Synopses & Reviews
The Star-Spangled Banner, Denise Duhamel's sixth book of poems, is about falling in love, American-style, with someone who is not American.
In the title poem, a small American girl mishears the first line of "The Star-Spangled Banner" as "José, can you see?", which leads her to imagine a foreign lover of an American woman dressed in a star-spangled gown. The misunderstandings caused by language recur throughout the book: contemplating what "yes" means in different cultures; watching Nickelodeon's "Nick at Nite" with a husband who grew up in the Philippines and never saw The Patty Duke Show; misreading another poet's title "The Difference Between Pepsi and Coke" as "The Difference Between Pepsi and Pope" and concluding that "Pepsi is all for premarital sex. / The Pope won't stain your teeth." Misunderstandings also abound as characters mingle with others from different classes. In "Cockroaches," a father-in-law refers to budget-minded American college students backpacking in Europe as cockroaches, not realizing his daughter-in-law was once, not so long ago, such a student/roach herself.

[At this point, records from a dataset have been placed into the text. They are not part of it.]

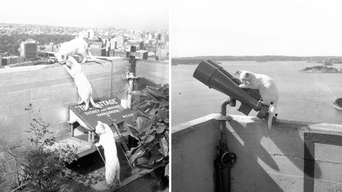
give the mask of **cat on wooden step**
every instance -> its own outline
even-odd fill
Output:
[[[97,147],[102,146],[105,150],[107,184],[108,186],[111,186],[114,181],[116,184],[120,185],[120,163],[113,131],[107,124],[98,121],[95,133],[100,137],[100,141],[95,143],[95,146]]]
[[[70,68],[68,66],[70,67]],[[73,57],[69,56],[66,61],[66,64],[63,65],[63,67],[64,67],[65,70],[74,79],[75,84],[77,87],[77,92],[79,96],[77,104],[81,104],[84,102],[86,103],[85,111],[87,111],[89,108],[89,101],[92,103],[92,107],[102,108],[99,105],[96,104],[92,99],[92,85],[82,72],[81,64],[79,64]]]
[[[58,62],[64,64],[69,56],[77,55],[81,57],[82,64],[86,63],[89,57],[93,61],[100,61],[95,58],[88,49],[88,43],[81,38],[75,38],[70,41],[62,44],[58,53],[55,54]]]

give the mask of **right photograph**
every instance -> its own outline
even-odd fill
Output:
[[[342,2],[170,2],[172,191],[342,191]]]

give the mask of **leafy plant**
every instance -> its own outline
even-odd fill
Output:
[[[40,118],[32,105],[25,109],[31,111],[33,119],[26,132],[29,133],[31,146],[23,153],[13,152],[8,145],[0,145],[0,152],[7,152],[14,159],[15,176],[12,181],[12,191],[58,191],[62,186],[62,178],[66,162],[71,163],[77,157],[77,148],[67,144],[61,146],[49,131],[49,124]],[[40,109],[38,110],[38,112]],[[15,148],[21,146],[15,146]],[[11,167],[8,163],[8,167]]]
[[[127,152],[130,161],[148,165],[168,161],[168,85],[147,86],[133,94],[133,109],[138,117],[133,123],[124,124],[130,135],[137,141],[137,146]]]

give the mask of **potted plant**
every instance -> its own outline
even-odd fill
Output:
[[[135,121],[124,124],[137,146],[127,152],[132,163],[154,167],[168,163],[169,89],[168,85],[159,87],[147,86],[135,92],[133,109],[137,113]]]

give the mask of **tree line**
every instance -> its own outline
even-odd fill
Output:
[[[8,55],[19,55],[18,48],[21,43],[29,39],[37,41],[38,44],[45,44],[50,42],[60,44],[75,38],[69,35],[51,35],[16,33],[11,36],[0,36],[0,53],[7,52]]]

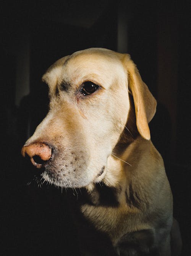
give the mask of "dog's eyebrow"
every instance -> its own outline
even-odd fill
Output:
[[[59,87],[61,91],[66,91],[69,87],[70,84],[69,83],[65,80],[63,80],[59,85]]]

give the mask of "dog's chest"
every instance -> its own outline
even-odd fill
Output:
[[[86,195],[79,210],[85,220],[98,231],[107,234],[115,244],[124,234],[136,229],[134,220],[141,216],[137,209],[128,207],[121,190],[98,185]]]

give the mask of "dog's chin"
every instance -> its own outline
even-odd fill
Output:
[[[61,188],[81,188],[87,187],[90,184],[100,182],[104,177],[106,173],[106,168],[104,166],[96,177],[88,179],[87,177],[75,178],[62,172],[53,172],[44,169],[40,174],[35,175],[34,180],[37,183],[43,183],[45,182]]]

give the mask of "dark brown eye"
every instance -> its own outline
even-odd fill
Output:
[[[95,84],[91,81],[84,82],[83,85],[81,92],[82,94],[85,96],[93,93],[99,88],[98,85]]]

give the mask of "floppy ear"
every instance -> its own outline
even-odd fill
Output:
[[[148,123],[156,112],[157,101],[142,81],[130,55],[125,55],[124,64],[128,72],[128,89],[134,101],[137,129],[141,135],[149,140],[151,135]]]

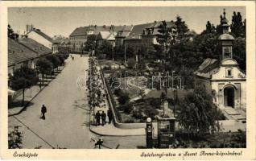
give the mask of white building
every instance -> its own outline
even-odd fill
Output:
[[[206,59],[195,72],[197,80],[213,93],[213,102],[221,109],[246,108],[246,76],[233,59],[234,38],[229,34],[225,12],[221,20],[223,34],[219,36],[220,60]]]
[[[58,52],[58,42],[53,40],[50,36],[42,32],[39,29],[31,30],[27,34],[28,38],[37,41],[52,51],[52,53]]]

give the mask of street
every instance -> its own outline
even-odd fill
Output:
[[[68,59],[65,68],[56,79],[32,100],[32,105],[19,115],[9,117],[9,132],[20,126],[23,148],[94,148],[91,138],[100,136],[89,130],[87,91],[76,85],[88,69],[88,56]],[[46,119],[40,119],[41,106],[47,107]],[[33,131],[33,132],[32,132]],[[104,137],[110,147],[137,148],[145,146],[145,136]],[[50,146],[51,145],[51,146]]]

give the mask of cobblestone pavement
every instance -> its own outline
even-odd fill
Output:
[[[77,78],[83,78],[88,69],[88,57],[74,56],[74,60],[68,62],[62,72],[33,99],[31,106],[15,118],[8,118],[9,131],[14,126],[20,126],[23,148],[52,148],[51,146],[73,149],[94,147],[91,138],[100,136],[89,130],[88,92],[76,85]],[[39,118],[43,104],[47,108],[46,120]],[[112,148],[118,144],[120,144],[119,148],[145,146],[145,136],[103,138],[104,142]]]

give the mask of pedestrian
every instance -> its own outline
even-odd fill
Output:
[[[95,114],[95,119],[96,119],[96,126],[99,126],[101,125],[100,122],[101,122],[101,114],[100,111],[97,111],[96,114]]]
[[[104,113],[104,111],[102,111],[102,114],[101,114],[101,120],[102,120],[102,126],[104,126],[105,124],[105,114]]]
[[[99,149],[103,146],[103,138],[99,138],[94,144],[94,149],[97,148],[97,146],[99,146]]]
[[[46,106],[44,105],[42,105],[42,108],[41,108],[41,118],[43,120],[45,120],[45,113],[47,112],[47,109],[46,109]]]
[[[112,117],[113,117],[112,116],[112,112],[111,112],[110,109],[109,109],[109,110],[108,110],[109,124],[111,123]]]

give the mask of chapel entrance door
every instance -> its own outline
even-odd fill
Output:
[[[226,87],[224,89],[224,105],[225,107],[234,108],[234,89],[233,87]]]

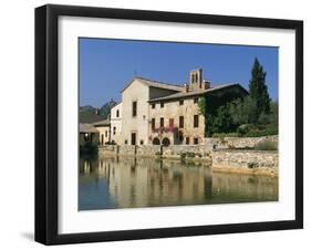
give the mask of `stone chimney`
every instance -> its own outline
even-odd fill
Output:
[[[189,85],[187,83],[184,84],[184,93],[188,93],[189,92]]]
[[[203,90],[204,80],[203,80],[203,70],[197,69],[190,71],[189,75],[190,90]]]
[[[210,87],[210,82],[207,80],[204,80],[203,82],[203,90],[208,90]]]

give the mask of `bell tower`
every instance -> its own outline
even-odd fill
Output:
[[[189,83],[190,83],[190,90],[200,90],[203,88],[203,70],[197,69],[190,71],[189,75]]]
[[[203,79],[201,69],[190,71],[189,91],[207,90],[209,87],[210,87],[210,82]]]

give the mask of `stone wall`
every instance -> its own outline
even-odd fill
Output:
[[[224,169],[239,171],[245,169],[247,173],[265,171],[277,175],[279,155],[277,152],[257,150],[216,150],[211,153],[212,169]]]
[[[193,154],[194,156],[205,157],[210,155],[210,148],[200,145],[174,145],[163,147],[163,157],[165,158],[180,158],[183,154]]]
[[[279,136],[262,136],[262,137],[224,137],[224,138],[205,138],[205,145],[215,148],[253,148],[255,145],[262,142],[271,142],[278,145]]]
[[[253,140],[259,142],[259,140]],[[253,143],[252,142],[252,143]],[[246,145],[246,144],[236,144]],[[251,145],[248,142],[247,145]],[[245,173],[278,176],[278,152],[247,150],[247,149],[217,149],[211,150],[207,145],[105,145],[100,147],[99,154],[162,157],[166,159],[190,160],[211,165],[215,171]]]
[[[159,156],[160,155],[159,145],[138,145],[136,146],[137,156]]]

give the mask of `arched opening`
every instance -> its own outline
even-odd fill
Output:
[[[162,140],[163,146],[167,147],[167,146],[169,146],[169,144],[170,144],[170,142],[167,137],[163,138],[163,140]]]
[[[155,138],[153,139],[153,145],[159,145],[159,139],[158,139],[158,137],[155,137]]]

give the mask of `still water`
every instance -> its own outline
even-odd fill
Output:
[[[278,200],[278,178],[134,157],[80,158],[79,210]]]

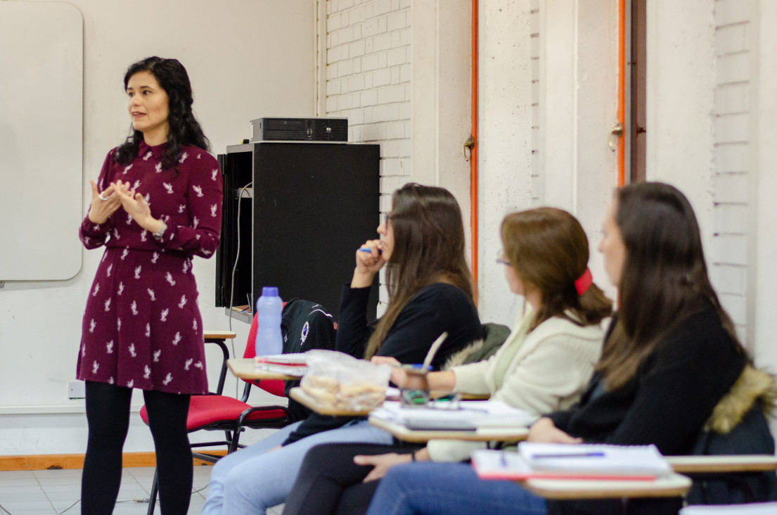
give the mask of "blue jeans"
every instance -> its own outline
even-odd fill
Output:
[[[463,463],[392,467],[367,515],[545,515],[545,500],[512,481],[479,479]]]
[[[261,442],[216,462],[211,473],[203,515],[265,513],[286,501],[308,450],[320,443],[385,443],[392,436],[364,420],[280,445],[299,424],[287,426]]]

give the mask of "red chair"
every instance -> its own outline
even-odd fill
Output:
[[[246,345],[244,358],[253,358],[256,355],[253,345],[256,336],[256,317],[254,317],[251,324],[251,331],[248,336],[248,345]],[[247,404],[252,385],[256,385],[265,391],[285,399],[284,395],[284,382],[282,380],[245,380],[242,396],[239,399],[224,395],[224,383],[227,375],[227,359],[229,359],[229,350],[225,344],[227,338],[234,338],[235,333],[218,333],[206,331],[205,342],[213,343],[221,349],[221,370],[218,376],[218,384],[216,391],[204,395],[192,395],[189,405],[189,415],[186,417],[186,429],[190,433],[195,431],[224,431],[225,438],[213,442],[197,442],[191,443],[192,448],[226,446],[227,453],[232,453],[239,447],[245,447],[239,444],[240,433],[245,428],[266,429],[279,428],[294,422],[294,417],[286,406],[251,406]],[[280,400],[280,399],[279,399]],[[146,407],[141,408],[141,419],[148,424],[148,414]],[[192,451],[195,458],[215,463],[221,457],[221,454]],[[154,474],[154,482],[152,484],[151,496],[148,499],[148,515],[153,515],[158,494],[157,475]]]

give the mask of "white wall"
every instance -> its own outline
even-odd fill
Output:
[[[84,19],[83,213],[89,180],[128,132],[122,79],[140,58],[174,57],[186,67],[214,153],[248,138],[253,118],[315,114],[314,0],[70,3]],[[51,215],[57,215],[56,205]],[[75,374],[85,295],[100,255],[85,251],[72,279],[6,282],[0,289],[0,454],[84,451],[83,401],[68,400],[67,383]],[[205,328],[224,328],[224,310],[214,307],[214,260],[196,259],[194,272]],[[248,326],[233,322],[233,328],[242,354]],[[148,429],[134,416],[125,450],[152,449]]]
[[[532,204],[531,3],[479,2],[478,308],[483,321],[510,326],[523,300],[510,292],[495,258],[502,219]]]
[[[777,372],[777,202],[774,193],[777,191],[777,170],[774,164],[774,142],[777,142],[777,69],[774,67],[774,56],[777,53],[777,31],[773,29],[777,20],[777,2],[772,0],[754,2],[753,19],[754,25],[752,38],[756,52],[751,62],[758,71],[753,77],[755,82],[758,113],[754,128],[751,132],[753,144],[752,160],[757,170],[754,180],[755,206],[753,208],[755,223],[750,230],[755,235],[753,275],[751,283],[754,327],[751,332],[754,335],[754,352],[756,363]],[[752,248],[752,247],[751,247]],[[773,428],[773,429],[777,428]]]
[[[713,236],[713,0],[647,4],[648,180],[693,205],[708,253]]]

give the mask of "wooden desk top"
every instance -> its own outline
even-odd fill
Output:
[[[666,458],[674,471],[681,474],[725,474],[777,470],[777,456],[770,454],[667,456]]]
[[[205,340],[228,340],[237,336],[237,333],[232,331],[208,331],[205,330],[203,338]]]
[[[691,488],[691,479],[679,474],[655,481],[528,479],[517,482],[535,495],[552,499],[681,497]]]
[[[301,387],[291,388],[291,390],[289,391],[289,397],[299,402],[303,406],[309,408],[316,413],[320,413],[321,415],[332,415],[334,416],[342,417],[361,417],[366,415],[372,411],[372,409],[348,411],[333,408],[329,405],[322,404],[317,398],[308,395],[308,392],[302,390]]]
[[[424,443],[430,440],[461,440],[471,442],[519,442],[526,440],[528,428],[514,429],[493,428],[475,431],[416,431],[377,417],[369,418],[370,424],[390,433],[403,442]]]
[[[235,377],[240,379],[280,379],[282,380],[294,380],[301,379],[298,376],[289,376],[285,373],[277,372],[270,372],[256,368],[256,363],[253,358],[240,358],[227,359],[227,366],[229,371],[235,374]]]

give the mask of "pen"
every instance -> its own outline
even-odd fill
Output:
[[[532,454],[531,459],[545,457],[605,457],[605,453],[563,453],[552,454]]]

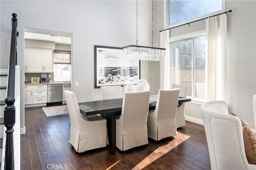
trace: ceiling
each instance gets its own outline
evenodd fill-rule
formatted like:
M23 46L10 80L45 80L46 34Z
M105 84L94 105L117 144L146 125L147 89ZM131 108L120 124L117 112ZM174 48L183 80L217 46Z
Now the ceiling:
M70 33L34 28L25 28L24 38L55 42L64 44L71 44Z

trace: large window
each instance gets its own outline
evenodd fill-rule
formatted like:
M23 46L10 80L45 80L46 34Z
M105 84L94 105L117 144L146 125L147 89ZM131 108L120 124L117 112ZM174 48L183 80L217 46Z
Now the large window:
M170 43L171 87L173 84L188 85L188 96L204 101L206 73L205 33L175 38L175 41L171 38Z
M170 26L180 25L220 14L225 10L225 0L169 0Z
M54 50L54 81L71 80L71 51Z

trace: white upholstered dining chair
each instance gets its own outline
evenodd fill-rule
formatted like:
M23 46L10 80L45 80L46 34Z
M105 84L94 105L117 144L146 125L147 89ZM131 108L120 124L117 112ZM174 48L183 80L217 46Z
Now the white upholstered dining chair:
M110 100L123 97L120 85L101 86L101 99Z
M75 93L64 92L70 119L69 142L78 152L106 146L106 120L98 115L82 117Z
M149 91L126 92L122 113L116 120L116 146L121 150L148 143L147 118Z
M201 113L212 170L256 169L246 159L241 121L224 101L204 103Z
M176 112L178 89L160 89L156 109L148 116L148 135L155 140L177 135Z
M187 93L188 93L188 85L173 84L172 88L179 89L180 94L179 96L186 97ZM177 114L176 114L176 127L177 128L182 127L186 125L185 112L184 111L185 105L186 102L183 103L182 105L177 109Z

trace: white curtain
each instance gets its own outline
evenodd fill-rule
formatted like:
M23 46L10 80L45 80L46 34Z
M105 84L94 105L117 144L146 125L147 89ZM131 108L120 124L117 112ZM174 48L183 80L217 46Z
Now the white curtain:
M206 21L207 100L226 101L226 15L208 18Z
M160 47L166 48L165 57L160 61L160 89L170 89L170 45L169 30L160 32Z

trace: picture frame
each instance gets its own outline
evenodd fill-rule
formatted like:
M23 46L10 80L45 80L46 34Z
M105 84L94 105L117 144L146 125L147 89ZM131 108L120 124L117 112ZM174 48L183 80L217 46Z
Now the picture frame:
M140 79L140 61L123 55L122 48L94 45L94 88L120 85Z
M40 83L40 77L32 77L31 83Z

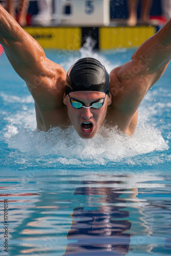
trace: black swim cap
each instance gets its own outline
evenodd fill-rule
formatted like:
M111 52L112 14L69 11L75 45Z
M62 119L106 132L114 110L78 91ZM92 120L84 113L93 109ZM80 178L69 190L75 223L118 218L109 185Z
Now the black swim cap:
M67 72L66 95L78 91L96 91L109 95L110 79L105 68L93 58L76 61Z

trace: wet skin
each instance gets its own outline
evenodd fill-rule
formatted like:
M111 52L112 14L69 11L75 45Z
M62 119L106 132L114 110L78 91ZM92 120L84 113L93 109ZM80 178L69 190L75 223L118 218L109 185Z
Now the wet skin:
M105 94L100 92L73 92L70 93L71 98L83 102L86 106L105 97ZM112 102L111 96L106 95L103 105L99 109L93 108L75 109L72 106L69 95L65 94L63 103L67 107L68 116L80 137L84 139L93 138L103 122L108 106Z

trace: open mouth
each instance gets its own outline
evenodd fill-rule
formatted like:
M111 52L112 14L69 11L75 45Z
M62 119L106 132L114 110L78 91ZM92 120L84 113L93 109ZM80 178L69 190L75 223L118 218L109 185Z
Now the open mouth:
M81 124L81 130L83 133L91 133L93 130L93 125L91 122L83 122Z

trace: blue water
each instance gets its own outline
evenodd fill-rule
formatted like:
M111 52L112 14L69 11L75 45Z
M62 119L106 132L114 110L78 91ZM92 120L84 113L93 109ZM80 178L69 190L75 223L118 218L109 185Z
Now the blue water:
M133 52L46 53L66 71L93 56L110 72ZM102 128L84 140L72 127L37 131L25 82L0 57L1 256L171 255L170 72L144 99L134 136Z

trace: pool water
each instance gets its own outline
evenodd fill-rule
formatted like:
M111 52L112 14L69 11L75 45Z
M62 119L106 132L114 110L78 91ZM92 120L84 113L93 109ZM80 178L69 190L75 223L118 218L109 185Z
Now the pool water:
M133 52L46 51L66 71L90 56L109 72ZM1 55L1 256L171 254L170 72L142 102L134 136L101 127L84 140L72 127L36 130L33 99Z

With welcome levity and refreshing irreverence, The Star-Spangled Banner addresses issues of ethnicity, class, and gender in America.
"Duhamels careful yet freewheeling musings employ a seamlessly shifting digital palette of techniques, devices, and tones, all in the service of a poet able to maintain distance yet remain engaged and human. She is much like this last-call century of ours, searching for the point from which to take a running leap to a new kind of poetry. The playfulness, the quirky self-consciousness, the roll-up-your-sleeves-and-fight examination of the self, and the casual anecedotal quality of Duhamels lines go a long way to make these poems a pleasure."Rain Taxi
"Filled with lyric, narrative, and prose poems, this collection underscores Duhamels versatility. For this she has received accolades and descriptions befitting Rosie ODonnell at one end of the spectrum and Walt Whitman at the other. . . . Walking with Duhamel is a powerful way to spend some time. Whether she maneuvers with zany humor or the kind of humor that holds terror at bay, you can count on a laugh. You can also count on a fearless and compassionate spirit willing to shine a merciful light on social issues."Cæsura
"Denise Duhamel will make even the sourest sour puss chuckle. . . . Duhamel adds levity to the painful and the all-American and the personal. May she charm her readership with her insights."Poet Lore
"[W]hat unites these poems is a strong sense of a speaker, who is smart and witty, who lapses into moments of insecurity, and who, most importantly, is a poet. It is that perspective which gives these poems a unique appeal."Indiana Review
"[S]o overwhelming is her relish for life that embarrassment, or titillation when the subject is sexual, just doesn't stand a chance. Life-affirming without being treacly, Duhamel is a character who assures us the world is full of character."Booklist
About the Author
Denise Duhamel's previous books and chapbooks of poetry include Exquisite Politics (with Maureen Seaton), Kinky, Girl Soldier, and How the Sky Fell. Her work has been anthologized in such volumes as The Best American Poetry 1998, The Best American Poetry 1994, and The Best American Poetry 1993.